Writing about your first week of life is heart breaking, because it was probably the hardest week of my life and here is why….
When you came out you were silent, you couldn’t cry and were grunting which apparently isn’t uncommon. The midwife tried to put you on me as that helps, you let out one cry but that wasn’t enough. The alarm was sounded & in came a doctor, she took you off to the special care unit. I wasn’t really sure what was happening, as it was all happening behind me as I was giving birth to your placenta, so wasn’t allowed to move. Then in comes another doctor, I remember trying to concentrate but I wasn’t really taking it in . It was like a film when everything is in slow motion. He said you had an infection, fluid on the lungs & you weren’t breathing properly. He was saying all this when my legs were up in stirrups being sewn up. I remember telling your Dad to go with you, but the doctors wouldn’t allow it. My baby was all alone & I hadn’t even got to hold you properly.

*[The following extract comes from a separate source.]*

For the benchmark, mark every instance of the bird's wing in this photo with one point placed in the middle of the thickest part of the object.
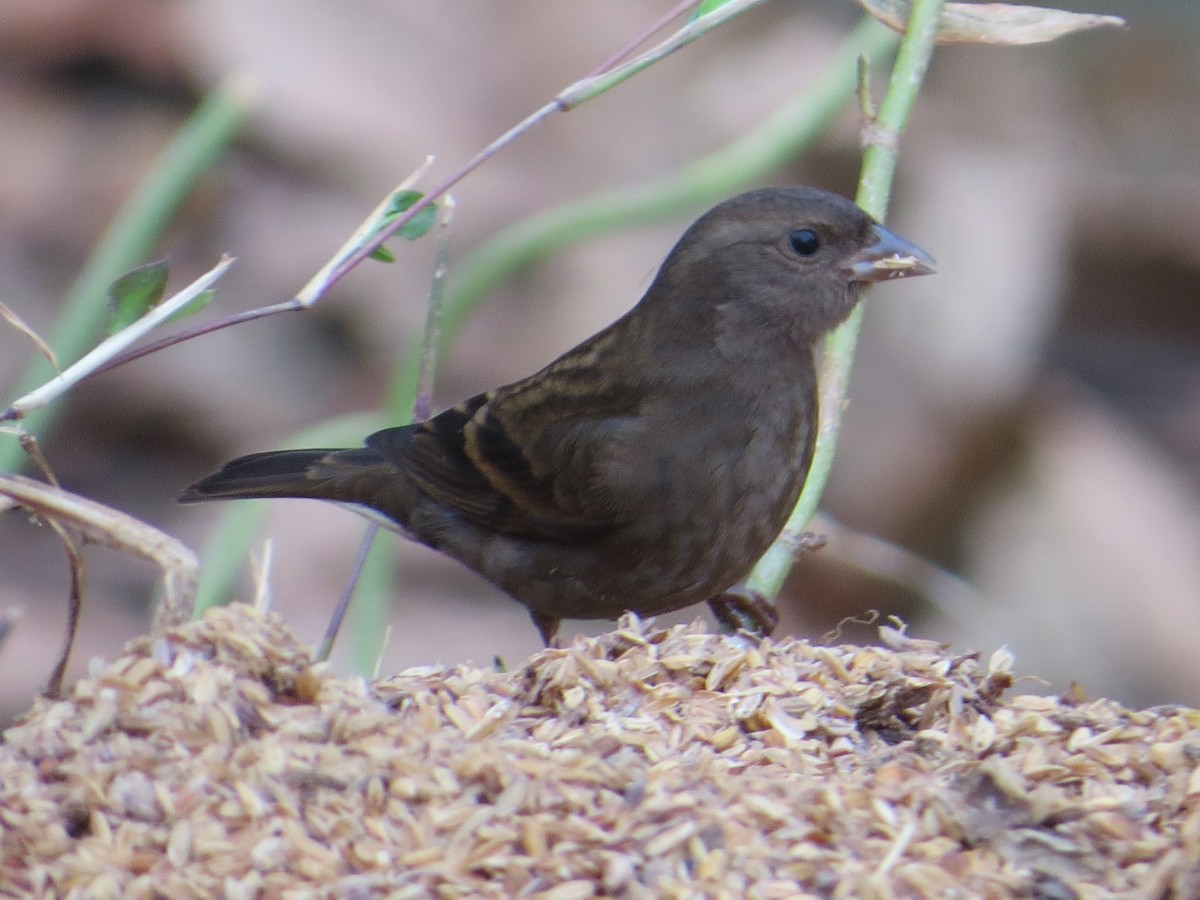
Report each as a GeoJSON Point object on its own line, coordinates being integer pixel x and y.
{"type": "Point", "coordinates": [520, 460]}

Eventually Dan was allowed to see you and I followed after my stitches had been done & showered the blood off. You were in an incubator with 100 tubes going in and out of you. The Doctors said they had done some X-rays that showed you had a shadow on your lungs, which they thought was because of the fluid. They were putting you on antibiotics for an infection but they didn’t know any more at this stage. You were on a CPAP machine to help you breath & clear your lungs. I wasn’t allowed to stay with you, I was shipped off to another ward with 7 screaming babies at about 2am. Your Dad slept on the floor. I didn’t really sleep and at 4am I was walking the corridors of the ward crying because I wanted to be with you. One of the nurses let me in the special care unit, I wasn’t allowed to touch you but I just sat next to you watching you. I thought labour might be tough but nothing prepared me for seeing my little baby like that.
The next day – When we had a chat with the doctors they said they were going to try and take you off the CPAP machine and give you air instead, they did and for a few hours you seemed ok. We were so excited , but your little lungs couldn’t cope and you had to go back on it. Our emotions were like a yoyo. I still don’t think we really knew what was going on. Your dad asked one of the nurses ‘Is she going to die’, I remember looking at him thinking what the hell, you dying hadn’t crossed my mind. It had obviously been playing on his mind, but he didn’t want to worry me. Thankfully the nurse said no, that wasn’t going to happen. Plus you were my little fighter.
Day 2 – They still couldn’t find out what the infection was, then they said they wanted to test you for ‘meningitis’ ! My eyes started welling up, they would need to put a big needle in your spine and it’s very traumatic so best we weren’t around. I just wanted to get out of there as I started to uncontrollably cry. The doctor kept asking do we have any questions, we never did and waited until the doctor left and then asked the nurse 100 questions because they translated everything into simple terms for us. I was finally allowed to hold you, but I was so worried about pulling a tube out. Things were looking up, you were off the CPAP machine and onto air.
Day 3 – You were finally being taken off the air machine, and taken out of the incubator. Writing this I can’t believe this happened on the 3rd day because it seemed like this took forever. I was allowed to try and start breast feeding you, before this you had been on a glucose drip. Previously me and your dad had been manually pumping the colostrum for you. I include your dad because he was massaging my boob and syringing it up, we were so excited about getting 0.5ml :).
Day 4 – You were moved rooms, and we were told we would only have another day because you were making such good improvements. The meningitis tests they did had a bit of blood in, so weren’t 100% but pretty sure that all was ok. They still weren’t sure what the infection was but the antibiotics had cleared it all up (still a mystery to me).
Day 5 – At 7am the nurses from the special care unit wheeled you into me, it was a surprise as I didn’t know you were being released so early. I was so appreciative and thankful to the nurses, again the tears started flowing. We were finally going to start our life with you, and get you home.
So your first 5 days we had a lot of help from the fantastic nurses at Worthing hospital, however I would have given anything to do it all my self. Sleeping on a ward with about 7 other babies whilst your baby is on another ward is heart wrenching, all I could think about was you.
The next few days were prepping for and having Christmas. We didn’t get much sleep, and we were totally knackered but we didn’t care our baby was finally home!